Splicetoday

Moving Pictures
Nov 13, 2014, 10:24AM

Whipping the Strap

Whiplash is a really creepy movie.

Whiplash.jpg?ixlib=rails 2.1

Damien Chazelle’s Whiplash is a queasy, creepy movie that up to its final moments feels off the rails and very dark, with the sort of tunnel vision perspective of a sociopath. The premise is pretty specific: a 19-year-old drum student Andrew Neyman (Miles Teller) at a stand-in for Julliard is abusively apprenticed by Terence Fletcher, a sadistic teacher/band leader that, as Edward Norton said in the classic Death to Smoochy, “might have some serious hang-ups with sexual identity.” His behavior is more like a football coach, hurling fags and dicks and suck my cocks as often as you’d expect in a locker-room, but I’ve never been to Julliard. J.K. Simmons (newspaper editor in Spider-Man movies) plays this weirdo—who constantly looks like he’s about to go to one of Bob Mould’s dance parties—trying to find someone new to share blood with and live vicariously through their success, since all he’s managed to gain is a shit job and a short temper. Why he flashes on Neyman is a mystery to me. Teller’s character is unlikeable and at times repellent, viscerally unsympathetic to the point that I was rooting for him to die when he got t-boned by a tractor-trailer.

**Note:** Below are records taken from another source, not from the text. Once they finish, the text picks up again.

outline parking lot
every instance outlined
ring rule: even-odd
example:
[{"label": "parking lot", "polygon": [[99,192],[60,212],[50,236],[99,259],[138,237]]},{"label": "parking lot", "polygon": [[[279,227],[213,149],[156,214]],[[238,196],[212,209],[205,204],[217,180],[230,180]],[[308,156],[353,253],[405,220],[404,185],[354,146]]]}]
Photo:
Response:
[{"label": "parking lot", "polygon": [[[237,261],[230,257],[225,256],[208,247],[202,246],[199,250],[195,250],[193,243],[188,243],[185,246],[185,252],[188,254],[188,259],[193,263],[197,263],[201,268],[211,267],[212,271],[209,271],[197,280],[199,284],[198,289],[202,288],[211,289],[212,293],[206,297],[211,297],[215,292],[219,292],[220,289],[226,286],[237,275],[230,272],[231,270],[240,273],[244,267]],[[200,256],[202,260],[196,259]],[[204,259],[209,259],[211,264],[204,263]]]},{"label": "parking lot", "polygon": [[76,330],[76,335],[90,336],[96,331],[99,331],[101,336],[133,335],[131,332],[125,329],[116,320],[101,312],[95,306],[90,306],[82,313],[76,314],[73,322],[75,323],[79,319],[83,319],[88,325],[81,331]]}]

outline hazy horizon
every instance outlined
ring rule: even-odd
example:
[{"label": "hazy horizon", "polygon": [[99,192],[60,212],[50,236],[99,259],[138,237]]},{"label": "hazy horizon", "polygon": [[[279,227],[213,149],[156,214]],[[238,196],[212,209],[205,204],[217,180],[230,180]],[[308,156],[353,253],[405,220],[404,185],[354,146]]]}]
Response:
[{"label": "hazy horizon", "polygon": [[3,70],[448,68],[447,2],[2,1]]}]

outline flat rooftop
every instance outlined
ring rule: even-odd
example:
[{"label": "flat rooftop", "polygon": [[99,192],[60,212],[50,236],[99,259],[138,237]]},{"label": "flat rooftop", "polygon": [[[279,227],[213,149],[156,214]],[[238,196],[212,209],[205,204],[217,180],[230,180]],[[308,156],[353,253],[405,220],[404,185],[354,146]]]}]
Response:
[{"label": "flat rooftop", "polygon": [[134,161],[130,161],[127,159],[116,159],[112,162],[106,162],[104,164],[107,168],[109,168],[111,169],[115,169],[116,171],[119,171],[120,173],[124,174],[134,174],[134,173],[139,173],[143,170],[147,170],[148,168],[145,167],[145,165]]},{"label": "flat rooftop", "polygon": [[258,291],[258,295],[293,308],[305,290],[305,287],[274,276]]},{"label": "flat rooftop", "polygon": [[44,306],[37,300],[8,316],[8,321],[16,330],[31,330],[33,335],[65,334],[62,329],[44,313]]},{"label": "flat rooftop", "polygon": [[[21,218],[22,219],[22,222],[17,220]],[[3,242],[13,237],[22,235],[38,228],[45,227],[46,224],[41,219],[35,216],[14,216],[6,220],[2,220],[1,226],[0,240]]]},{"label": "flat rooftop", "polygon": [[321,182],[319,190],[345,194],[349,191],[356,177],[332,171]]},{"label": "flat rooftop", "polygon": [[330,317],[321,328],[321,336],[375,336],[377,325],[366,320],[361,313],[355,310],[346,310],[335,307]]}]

Of course, he manages to crawl out of the wreckage conveniently to make a late appearance to one of Fletcher’s fucked-up mind games, where he gives Neyman core member status in his band, then takes it away, cycles between three guys just to torture him, makes his hands bleed from overplaying and switches around sheet music right before a performance. It’s completely bizarre and sadistic behavior that Neyman just loves and he takes and takes and takes it like the fucking dog he is. This movie has a vague but totally enveloping misanthropy and social dysfunction. No women are featured except a girl that Neyman asks out. She’s in exactly four scenes: they meet, he asks her out (in a painfully tense way), he breaks up with her as if he were firing an employee, because he has to give his life to music. And then, after he’s been re-fucked and double-fucked in front of important jazz professional crowds by his Dahmer-lite instructor, he calls her with an invitation to an upcoming concert. She says she’ll ask her boyfriend if she can go, but, y’know, she doesn’t know.

Fletcher is an abusive and dangerous person, with obsessions and vanities that arguably contributed to the suicide of one of his former protégés. But I was surprised at how much more I disliked Neyman. This is my own reaction, but he’s a really gross person with absolutely no empathy and a lack of love and tact. His “practice makes perfect” as self-validation is sad and disturbing. He comes off like a school-shooter in waiting, especially in his (few) interactions with the girlfriend, and his endless tolerance of this psychopath’s weird obsession with him. The ending leaves me hanging in a big way—it drives home exactly the wrong point, that practice does make perfect, at all costs. Fletcher is guilty but Neyman is even more despicable for buying into it.